In the meantime, it is getting dark.  Grey and cloudy today, the mountains won’t be turning pink this afternoon.  Instead it is time to pull curtains, turn on lamps, plug in lights, welcoming another afternoon of teaching, complete with another arrangement of “Carol of the Bells.”  Underneath me, the cats are curled up against the floorboard heaters, the tea kettle whistles on the stove.  With pleasures big and small, we await the new year to come.



December 13th, 2007   ::   Teaching Days

For a man whose home is also his wife’s place of business, my husband is generally good-humored.  Although our house is not large enough to have a separate studio, the front part of the house opens into a sunroom, where students can wait before their lessons begin.  The piano is situated in the front corner of the living room at the opposite end of the house from the television.  After work, Matt can come into the house through the back door, start dinner, watch the news, or work on the computer and read while I finish up my evening lessons.  Most of the time it works just fine.



And then there are other times, such as a weekend earlier this fall.  Several times each semester I hold group performance classes, teaching on Friday afternoon and all morning on Saturday.  These group sessions are chaotic at best, sending Matt screaming to the coffeehouse down the street.  Once a month, I host a book group of local music teachers that meets on Friday mornings.   “Does the book group ever travel?” Matt asks me sarcastically.  It’s not that he minds the book group or the performance classes in theory, but Fridays and Saturdays are his days off.  He likes to be at home, without other people, just he and I and the cats.  He is, after all, an introvert.

To top off this rather full weekend, on this particular Sunday afternoon I scheduled a photo session at our house so I could finally get the pictures taken for my website.  Matt has a very intense day on Sundays; services in the morning and rehearsals in the afternoon.  In between he likes to come home, have lunch, drink coffee, read the paper, take a nap, and enjoy the quiet.  It was on hearing of the upcoming photography session that Matt really lost it.  “You mean, when I get home from church,” (i.e. this would be also called “work” for a full-time church musician), “there are going to be kids here and a photographer?”  “Uh-huh,” I responded sheepishly.  “But you can still take a nap and read the paper.  You just have to do it in the bedroom.”  He was not pleased.  He was so not pleased that I began plotting ways I was going to have to make it up to him.

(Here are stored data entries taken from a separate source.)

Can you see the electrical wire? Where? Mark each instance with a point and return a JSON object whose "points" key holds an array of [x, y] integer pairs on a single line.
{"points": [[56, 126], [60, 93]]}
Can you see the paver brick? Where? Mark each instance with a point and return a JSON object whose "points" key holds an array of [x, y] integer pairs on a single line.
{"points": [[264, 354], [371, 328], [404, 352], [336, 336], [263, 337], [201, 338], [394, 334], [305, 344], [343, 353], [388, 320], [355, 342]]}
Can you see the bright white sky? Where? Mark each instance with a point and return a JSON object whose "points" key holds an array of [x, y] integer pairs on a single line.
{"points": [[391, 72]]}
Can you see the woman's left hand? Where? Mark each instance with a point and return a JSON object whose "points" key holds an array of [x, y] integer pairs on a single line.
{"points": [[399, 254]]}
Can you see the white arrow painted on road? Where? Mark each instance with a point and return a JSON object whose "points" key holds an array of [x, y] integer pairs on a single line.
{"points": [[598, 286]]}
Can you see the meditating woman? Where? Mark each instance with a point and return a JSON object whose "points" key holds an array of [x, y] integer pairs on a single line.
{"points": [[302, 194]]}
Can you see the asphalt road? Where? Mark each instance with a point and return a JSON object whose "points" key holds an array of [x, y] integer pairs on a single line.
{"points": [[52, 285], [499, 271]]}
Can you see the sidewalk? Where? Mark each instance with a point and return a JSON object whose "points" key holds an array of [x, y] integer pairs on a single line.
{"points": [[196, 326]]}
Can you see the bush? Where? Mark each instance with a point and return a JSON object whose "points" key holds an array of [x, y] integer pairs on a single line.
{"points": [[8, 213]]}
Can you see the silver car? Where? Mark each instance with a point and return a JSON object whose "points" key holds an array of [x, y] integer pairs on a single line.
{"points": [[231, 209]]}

Sunday afternoon arrived.  My friend Jerome, a flutist I work with regularly and a terrific photographer, arrived with cameras, umbrellas, and lights.  He began moving furniture, and taking pictures off the wall.  When Matt got home from church, there were a dozen kids and their parents in the living-room-turned-photo-studio.  I saw him come in the door, watched his eyes grow big in disbelief and then to my relief, he began laughing.  “When I saw a damn photo shoot happening in the living room, the thing was so over the top it became hysterical,” he later told me.  Bless him.  Although I will schedule more carefully from this time forward, taking better care to avoid multiple activities in the house on the weekends, we survived with most of our good humor intact.  God bless that man.  

And the photos—Oh! the photos.  Even Matt says they were worth it.